La sentenza che prendiamo oggi in esame ha ad oggetto lo spinoso problema dei parcheggi a pagamento, che tanto infastidiscono gli automobilisti e che è diventato di grande attualità, particolarmente a Roma dove l’Amministrazione ha deciso di punto in bianco un aumento del 50% delle tariffe, portandole da un Euro ad un Euro e mezzo l’ora.

Come noto l’art.7 del Codice della strada consente ai Comuni di istituire aree destinate a parcheggio subordinato al pagamento di una tariffa, ma perché ciò sia lecito deve essere riservata “una adeguata area destinata a parcheggio rispettivamente senza custodia o senza dispositivi di controllo di durata della sosta. Tale obbligo non sussiste per le zone definite a norma dell’art. 3 “area pedonale” e “zona a traffico limitato”, nonché per quelle definite “A” dall’art. 2 del decreto del Ministro dei lavori pubblici 2 aprile 1968, n. 1444, pubblicato nella Gazzetta Ufficiale n. 97 del 16 aprile 1968, e in altre zone di particolare rilevanza urbanistica, opportunamente individuate e delimitate dalla Giunta nelle quali sussistano esigenze e condizioni particolari di traffico.”

Conseguentemente, per essere legittima la sosta tariffata devono alternativamente o esistere nelle vicinanze aree a parcheggio gratuito o sussistere i requisiti di esenzione dell’obbligo del Comune di riservare aree gratuite, requisiti esattamente indicati nella norma che abbiamo appena ricordato ( art.7 Cds).

Ciò è pacifico, ma in caso di impugnativa di una multa sulle strisce blu, chi ha l’onere di provare la legittimità o meno dell’area a pagamento e, più precisamente, è l’automobilista che deve provare l’inadempimento da parte del Comune dell’obbligo di riservare aree a parcheggio gratuito nelle vicinanze o la insussistenza dei requisiti di legge per l’esenzione a tale obbligo, oppure, al contrario, l’onere della prova riguardante la legittimità delle strisce blu spetta al Comune?

La Suprema Corte ha chiaramente stabilito che la prova della legittimità delle strisce blu deve essere fornita dall’Amministrazione comunale, per cui, se essa non viene data, la sanzione amministrativa deve essere annullata.

Tale decisione, assolutamente condivisibile, in effetti non fa altro che applicare il generale principio dell’onere della prova previsto dall’art. 2697 del Codice Civile, il quale stabilisce che “chi vuol far valere un diritto in giudizio deve provare i fatti che ne costituiscono il fondamento”.

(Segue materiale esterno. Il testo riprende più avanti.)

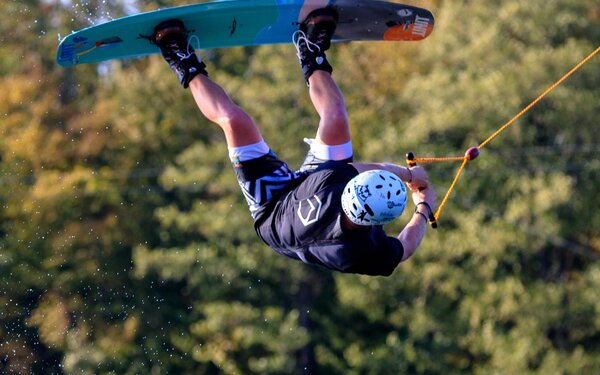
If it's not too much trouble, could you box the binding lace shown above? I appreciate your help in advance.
[292,30,321,60]
[175,34,201,60]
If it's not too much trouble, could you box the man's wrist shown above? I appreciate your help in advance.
[414,210,428,223]
[416,201,433,217]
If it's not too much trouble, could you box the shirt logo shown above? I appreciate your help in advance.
[297,195,322,226]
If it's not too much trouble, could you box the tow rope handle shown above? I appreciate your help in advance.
[402,45,599,228]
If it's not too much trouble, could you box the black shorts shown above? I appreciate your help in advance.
[232,150,308,220]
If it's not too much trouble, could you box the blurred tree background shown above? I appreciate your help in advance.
[1,0,599,373]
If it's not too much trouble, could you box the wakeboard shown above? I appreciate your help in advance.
[57,0,434,67]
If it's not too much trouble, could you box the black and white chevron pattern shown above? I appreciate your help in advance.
[239,165,304,215]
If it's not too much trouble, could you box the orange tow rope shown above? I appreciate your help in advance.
[407,45,600,228]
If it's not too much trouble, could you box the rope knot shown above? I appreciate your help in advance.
[465,147,480,161]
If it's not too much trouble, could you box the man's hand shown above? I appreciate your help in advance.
[406,166,429,192]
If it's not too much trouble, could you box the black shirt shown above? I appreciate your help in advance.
[255,162,404,276]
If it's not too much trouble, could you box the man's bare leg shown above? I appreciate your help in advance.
[153,19,263,149]
[188,75,263,148]
[294,8,353,171]
[307,71,350,146]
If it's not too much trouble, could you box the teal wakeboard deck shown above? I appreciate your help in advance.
[57,0,434,67]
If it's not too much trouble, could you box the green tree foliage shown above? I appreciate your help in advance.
[1,0,207,373]
[1,0,599,374]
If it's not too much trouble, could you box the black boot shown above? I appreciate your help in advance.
[152,19,208,88]
[293,8,338,82]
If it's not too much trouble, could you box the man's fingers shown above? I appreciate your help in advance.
[407,182,427,192]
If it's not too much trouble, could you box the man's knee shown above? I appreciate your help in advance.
[213,105,253,129]
[322,106,348,125]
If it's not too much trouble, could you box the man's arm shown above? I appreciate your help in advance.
[350,162,429,191]
[398,186,437,261]
[351,162,436,261]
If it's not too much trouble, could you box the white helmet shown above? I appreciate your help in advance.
[341,170,407,225]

Nel caso di specie, pur essendo l’opposizione proposta dal cittadino, in effetti la veste di attore sostanziale spetta all’Amministrazione, la quale è solo formalmente convenuta, per cui ad essa incombe l’onere di provare il fatto costitutivo del diritto alla irrogazione della sanzione amministrativa e, quindi, la sussistenza di tutti i presupposti di legge.

In conclusione, quindi, per impugnare una multa sulle strisce blu è sufficiente la mera contestazione della sussistenza dei requisiti di legge, ovviamente è bene accertarsi se in effetti tali requisiti manchino, onde evitare una soccombenza a seguito di una semplice difesa dal parte del Comune, il quale , in caso contrario, non avrebbe difficoltà a fornire la prova dei necessari presupposti.